The winter solstice passed, and so did Helena’s due date, and she thought she would always be pregnant and never leave her bed when her labour finally started. It moved at a relentless creep for more than a day with little progress as Kaine grew more and more worried. Lila was somehow the most levelheaded among them.
“We’re all vivimancers. No reason to think we can’t get one baby out,” Lila said, kneeling by Helena’s legs while Helena leaned against Kaine, his hand pressed over her heart, making sure the rhythm stayed even when the contractions crested and ebbed.
“I hate this,” Helena finally said, beginning to feel like it was never going to end, her forehead slick, curls clinging to her face.
“I know.” Kaine smoothed her hair.
“It hurts.”
“Yes.”
“I’m tired. I’ve been pushing for hours.”
“I know.”
“Stop agreeing with me.”
Kaine stopped talking after that and didn’t utter a word of protest when she nearly broke his hand squeezing it through a contraction, her whole body curling forcefully.
“Almost there,” Lila said. “Head’s out. Just one more and you’ll get the shoulders through.” She looked at Kaine. “Do you want to catch her?”
He shook his head.
Helena could feel her heart rate trying to rocket.

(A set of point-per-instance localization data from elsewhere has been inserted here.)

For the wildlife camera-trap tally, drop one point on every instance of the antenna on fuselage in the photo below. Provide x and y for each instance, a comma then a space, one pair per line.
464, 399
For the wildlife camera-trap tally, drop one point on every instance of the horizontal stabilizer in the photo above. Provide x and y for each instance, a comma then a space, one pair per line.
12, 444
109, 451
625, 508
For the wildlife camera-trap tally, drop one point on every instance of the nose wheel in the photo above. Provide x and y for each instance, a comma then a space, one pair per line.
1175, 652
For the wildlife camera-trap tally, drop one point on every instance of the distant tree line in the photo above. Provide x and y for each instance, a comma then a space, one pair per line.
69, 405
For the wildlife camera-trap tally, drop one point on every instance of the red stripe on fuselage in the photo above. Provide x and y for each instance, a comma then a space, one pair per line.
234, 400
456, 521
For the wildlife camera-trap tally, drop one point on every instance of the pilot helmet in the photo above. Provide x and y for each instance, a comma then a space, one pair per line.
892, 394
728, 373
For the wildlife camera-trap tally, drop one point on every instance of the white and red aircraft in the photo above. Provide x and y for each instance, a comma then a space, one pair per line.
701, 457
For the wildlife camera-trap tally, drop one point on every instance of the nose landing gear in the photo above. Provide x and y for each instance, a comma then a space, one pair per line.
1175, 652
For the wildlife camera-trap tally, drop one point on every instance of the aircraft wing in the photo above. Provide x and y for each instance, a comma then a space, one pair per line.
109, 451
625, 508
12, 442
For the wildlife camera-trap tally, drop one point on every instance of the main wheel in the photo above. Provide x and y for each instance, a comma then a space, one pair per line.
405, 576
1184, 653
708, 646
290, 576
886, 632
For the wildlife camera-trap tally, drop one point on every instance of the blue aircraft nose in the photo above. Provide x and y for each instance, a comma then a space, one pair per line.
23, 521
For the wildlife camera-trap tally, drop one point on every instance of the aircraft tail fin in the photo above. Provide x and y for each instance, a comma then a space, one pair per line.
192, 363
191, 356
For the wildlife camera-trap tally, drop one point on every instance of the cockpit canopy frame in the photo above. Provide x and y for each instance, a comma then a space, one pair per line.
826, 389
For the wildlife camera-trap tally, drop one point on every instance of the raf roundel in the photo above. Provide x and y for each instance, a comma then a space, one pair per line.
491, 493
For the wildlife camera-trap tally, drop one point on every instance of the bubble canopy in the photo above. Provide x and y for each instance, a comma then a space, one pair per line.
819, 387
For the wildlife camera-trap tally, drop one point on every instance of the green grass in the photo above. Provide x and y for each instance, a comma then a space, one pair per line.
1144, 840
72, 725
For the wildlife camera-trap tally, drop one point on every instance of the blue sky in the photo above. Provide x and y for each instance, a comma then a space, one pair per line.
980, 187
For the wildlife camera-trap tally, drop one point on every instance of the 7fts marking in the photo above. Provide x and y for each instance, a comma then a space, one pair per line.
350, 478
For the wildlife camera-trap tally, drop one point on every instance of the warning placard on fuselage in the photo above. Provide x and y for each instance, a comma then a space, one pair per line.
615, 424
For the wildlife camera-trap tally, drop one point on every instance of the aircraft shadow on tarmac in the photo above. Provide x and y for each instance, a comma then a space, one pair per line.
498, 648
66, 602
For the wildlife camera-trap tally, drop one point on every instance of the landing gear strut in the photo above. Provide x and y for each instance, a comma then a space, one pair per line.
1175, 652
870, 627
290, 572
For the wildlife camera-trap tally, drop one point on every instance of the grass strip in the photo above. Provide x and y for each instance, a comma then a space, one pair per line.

So close, so close. Just one more and it would be over.
“That’s it! Yes! Shoulders are out, just breathe, she’ll come …”
There was a garbled wail as Lila lifted a wet, squirming bundle and thrust her into Helena’s arms. Helena gave a startled gasp as her daughter’s tiny, scrunched-up face nuzzled against her. The baby’s head was matted with dark wet curls.
All her exhaustion was forgotten. Helena’s hands shook as she cradled the baby close. The tiny head lifted, looking towards Helena, and a little mouth opened to utter an angry, protesting cry.
Lila was saying something, but Helena could only stare as the baby furrowed her featherlight eyebrows, eyes widening briefly.
They were as bright silver as a lightning storm.
Helena gave a sob and held her tighter. “Kaine—she has your eyes.”